The eCommerce market was responsible for $2.3 trillion in sales in 2017. A figure expected to rise to $4.5 trillion in 20211. That estimate was before lockdown too, so the actual value of online sales could be much higher.
The UK has the world’s third-largest retail eCommerce market2 and by 2040, it’s believed that 95% of purchases will be made online. Oh, and did you know that 43% of online shoppers make purchases while in bed?3 We’re proud to be part of that 43%!
So, if you’re considering entering the lucrative online shopping universe, a) we don’t blame you and b) we’re here to help you decide the best option for you: eCommerce or online multivendor marketplace.
- eCommerce websites
- Online multi-vendor marketplace websites
- What are the differences between a single vendor eCommerce website and a multivendor marketplace?
- We’re your eCommerce and Online Marketplace solution
What is an eCommerce website?
An eCommerce website allows a sole vendor (e.g. Next) to sell their wares. It’s the online shop for that particular brand, built on a platform such as WooCommerce or Magento. (Talking of which, here is our guide to which eCommerce platform is best for your business.) As a result, the responsibility for sourcing, promoting, storing, and distributing the products belongs to the owner of the eCommerce site.
What is an online multi-vendor marketplace?
A multi-vendor marketplace allows numerous vendors to sell their wares alongside each other. The owner of the site usually connects the vendors with sellers, and it’s down to each seller to handle their inventory. The most famous example, of course, is Amazon but you may have also used the likes of Gumtree, eBay, and NotOnTheHighStreet.
What are the differences between a single vendor eCommerce website and a multivendor marketplace?
Although both options share a common theme of allowing products and services to be sold online, there are a number of key differences between the two. Let’s take a look.
The products listed on an eCommerce site are the responsibility of the site’s owner. This means the amount of products listed is limited by that business’s storage capacity and cash flow. For example, it may be that stock needs to be sold (potentially by reducing prices) before it can be replenished.
A multivendor marketplace doesn’t have such limitations. Having more vendors not only means a bigger inventory but the storage and distribution are usually handled by the vendors, so if something isn’t selling, the owner of the marketplace won’t be out of pocket or need to reduce prices. They can simply replace those items with better-selling options from another vendor.
If you’ve got one main product (or product line) that you expect to be your best seller (known as a hero product), then an eCommerce site is the best option. Platforms such as custom WooCommerce are cost-effective solutions to designing, developing, and launching this hands-on option that, depending on your requirements, can be as simple or complicated as you need.
If your long-term business plan is to scale your selling potential in a more hands-off fashion, a marketplace strategy is the best fit. There may be a bigger initial cost to get it designed and developed, but once the structure is in place you have the foundations to grow and potentially re-coup your investment by having the capacity to sell more products.
One thing to consider early on with a multivendor marketplace is to test there is a demand for what you’re offering using what is known as a minimum viable product (MVP).

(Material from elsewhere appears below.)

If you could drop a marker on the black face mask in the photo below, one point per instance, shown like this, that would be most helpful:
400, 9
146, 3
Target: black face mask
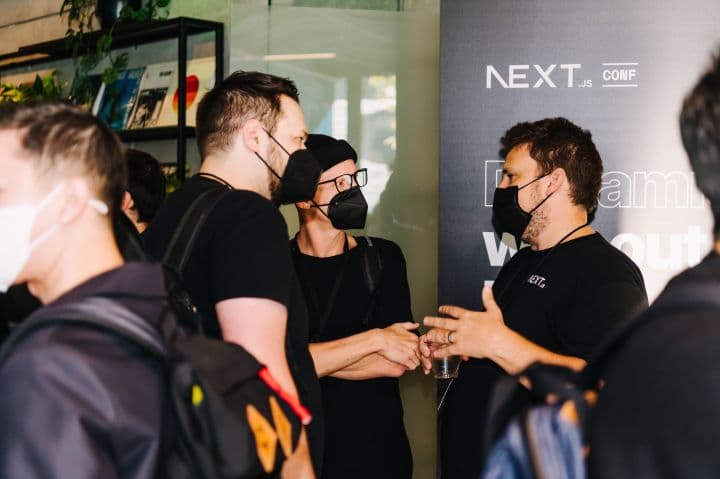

You can discover the benefits of building an MVP here.
Both options have the capacity to grow as and when you need. If business is booming on your eCommerce site, it can easily scale as your business grows. The only potential limitation is the financial cost to you of replenishing and distributing stock to meet demand.
Scaling a marketplace by adding new vendors is also very easy to achieve, plus there is the added benefit that you don’t have to factor in the costs of replenishing and distributing stock as that responsibility belongs to your vendors.
Before you do anything with a build though, you need to get your research, brand, marketing, and business model in place.
Whether you’re considering an eCommerce site or multivendor marketplace, making it easy for your customers is key. Particularly as 8% of shoppers abandon their baskets if their preferred payment option isn’t available.4
Payments systems on an eCommerce site are slightly easier to set up as the transaction is between you and the buyer. Most eCommerce platforms allow this through a simple plug-in. Things get a little trickier with a multivendor site as you need to factor in commissions earned from each sale. This will depend on the revenue structure you agree with your vendors. As a result, the payment system may need customising to meet your needs.
For further tips on ensuring your customers complete their purchases online, here’s our guide on how to avoid the most common reasons for shopping cart abandonment.
With eCommerce sites there is no middleman (or woman) involved. The revenue earned from a sale is yours. In other words, you’ll get a bigger piece of the pie than from a sale on a multivendor marketplace where only a portion of each sale makes it into your coffers.
Although the profit per sale is less on a marketplace as it’s commission-based, they have the potential to sell greater volumes of products from multiple vendors and can also earn extra revenue from services such as listing fees and premium listings.
Site navigation and user interface
Quite simply, offering shoppers an enjoyable experience can be the difference between losing and gaining a sale. That’s why both eCommerce and multivendor sites should focus on the user experience (UX) and provide an interface that is intuitively easy-to-navigate.
By their nature, eCommerce sites have simpler navigation as the visitor is there to browse one seller’s product or products. A marketplace, however, must consider two user journeys: that of their buyers and sellers.
The visitor dashboard should allow buyers to navigate through products from numerous vendors with extra navigational tools such as custom searches, which allow them to quickly and easily find what they are looking for. The vendor dashboard should make it easy for them to manage their inventory.
Want to know more ways of keeping your customers happy online? Here are our 11 best practices for eCommerce UX.
The good news is whether you want an eCommerce or multivendor marketplace, the technology exists to get your business off the ground.
eCommerce sites are relatively easier to get from concept to launch thanks to plug-and-play solutions such as WooCommerce and Magento, which can be used ‘out of the box’ or customised with some knowledge of coding. For a deeper dive into the best eCommerce platform for your business, check out our guide to WooCommerce Vs Magento.
The technology behind a marketplace is more complicated. They should be coded to order based on your unique requirements, use cloud-based software and include APIs (application program interface), and work across multiple platforms (particularly as 54% of online purchases are made on a mobile device.)5
We put together a more in-depth guide to some of the most popular multi-vendor marketplace platforms around at the moment.
Time to launch
Whatever your needs, there’s an option. If your business goal is to sell your own products, an eCommerce site is the quickest and most suitable choice, as you’ll benefit from software that can fast track your route to market.
As touched upon, multivendor marketplaces are more complex and therefore take longer to launch. There is also the added time factor of finding vendors to use your site to sell their products.
To get your digital business off the ground, both eCommerce sites and multivendor marketplaces need marketing so people know your brand exists, where to find you, and what you offer.
For an eCommerce site, the focus is purely on the buyers and driving traffic to your site with marketing that positions your brand as the solution to their problem.
A marketplace has a slightly more complex marketing goal, as the target audience is both buyers and sellers. One positive from this wider audience is that you could also benefit from the additional marketing efforts of your individual sellers, and from a potentially larger group of buyers who may leave reviews that help spread the word about your marketplace.
Either way, SEO (search engine optimisation) will help drive visitors to your site and help get your brand name out there.